By whole-exome sequencing in a male infant (B207) with distal lethal arthrogryposis multiplex congenita (LCCS7; 616286), for whom parental DNA was unavailable, Laquerriere et al. (2014) identified a homozygous 4-bp deletion involving the intron 18/exon 19 boundary (c.2993-2_2994del, NM_003632) of the CNTNAP1 gene, leading to a frameshift and premature termination (Ile999TrpfsTer5). Melki (2015) stated that the 4 deleted nucleotides were GATA. The mutation was not found in the Exome Variant Server or the dbSNP (build 138) databases.
By whole-exome sequencing in 3 sibs from a consanguineous family (A641) with distal lethal arthrogryposis multiplex congenita (LCCS7; 616286), Laquerriere et al. (2014) identified a homozygous 2-bp deletion (c.2901_2902del, NM_003632) in exon 18 of the CNTNAP1 gene, resulting in a frameshift and premature termination (Pro967ProfsTer12). Melki (2015) stated that the 2 deleted nucleotides were CT. The parents were heterozygous for the mutation, which had a minor allele frequency (0.00016) in the Exome Variant Server database (ESP6500SI-V2).

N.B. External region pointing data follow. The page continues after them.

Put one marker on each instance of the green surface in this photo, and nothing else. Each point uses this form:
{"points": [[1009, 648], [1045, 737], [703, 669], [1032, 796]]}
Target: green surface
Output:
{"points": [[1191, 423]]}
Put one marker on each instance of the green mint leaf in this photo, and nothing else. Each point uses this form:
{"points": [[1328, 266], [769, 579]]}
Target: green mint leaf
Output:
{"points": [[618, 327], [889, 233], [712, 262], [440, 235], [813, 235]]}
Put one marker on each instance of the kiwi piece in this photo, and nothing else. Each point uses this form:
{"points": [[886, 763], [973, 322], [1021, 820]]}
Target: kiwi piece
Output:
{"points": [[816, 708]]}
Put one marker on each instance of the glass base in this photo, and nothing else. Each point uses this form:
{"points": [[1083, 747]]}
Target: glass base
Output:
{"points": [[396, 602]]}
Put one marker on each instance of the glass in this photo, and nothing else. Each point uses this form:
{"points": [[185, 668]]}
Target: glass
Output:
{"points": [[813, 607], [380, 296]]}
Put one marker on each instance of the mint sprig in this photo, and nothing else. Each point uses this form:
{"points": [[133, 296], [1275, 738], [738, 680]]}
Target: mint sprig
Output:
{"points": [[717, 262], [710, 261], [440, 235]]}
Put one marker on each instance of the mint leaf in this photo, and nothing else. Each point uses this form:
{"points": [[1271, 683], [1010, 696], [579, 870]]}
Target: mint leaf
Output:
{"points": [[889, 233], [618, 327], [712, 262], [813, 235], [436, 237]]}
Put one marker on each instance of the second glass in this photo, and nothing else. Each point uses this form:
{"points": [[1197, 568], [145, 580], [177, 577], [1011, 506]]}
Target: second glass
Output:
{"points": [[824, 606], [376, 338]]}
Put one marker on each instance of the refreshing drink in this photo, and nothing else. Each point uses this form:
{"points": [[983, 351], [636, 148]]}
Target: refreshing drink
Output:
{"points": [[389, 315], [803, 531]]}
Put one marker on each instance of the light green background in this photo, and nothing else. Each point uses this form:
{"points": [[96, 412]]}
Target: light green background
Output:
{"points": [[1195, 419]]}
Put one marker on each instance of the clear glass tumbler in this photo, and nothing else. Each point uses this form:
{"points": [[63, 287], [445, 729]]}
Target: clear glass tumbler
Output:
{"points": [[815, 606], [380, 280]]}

In 2 brothers of northern Irish descent with congenital hypomyelinating neuropathy-3 (CHN3; 618186), Vallat et al. (2016) and Hengel et al. (2017) identified compound heterozygous mutations in the CNTNAP1 gene: a c.2011C-T transition (c.2011C-T, NM_003632.2), resulting in a gln671-to-ter (Q671X) substitution, and a c.2290C-T transition, resulting in an arg764-to-cys (R764C; 602346.0005) substitution at a highly conserved residue. The mutations, which were found by whole-exome sequencing and confirmed by Sanger sequencing, segregated with the disorder in the family. The R764C variant was not found in the 1000 Genomes Project, Exome Sequencing Project, or ExAC databases. Functional studies of the variants and studies of patient cells were not performed, but the mutations were predicted to result in a loss of function.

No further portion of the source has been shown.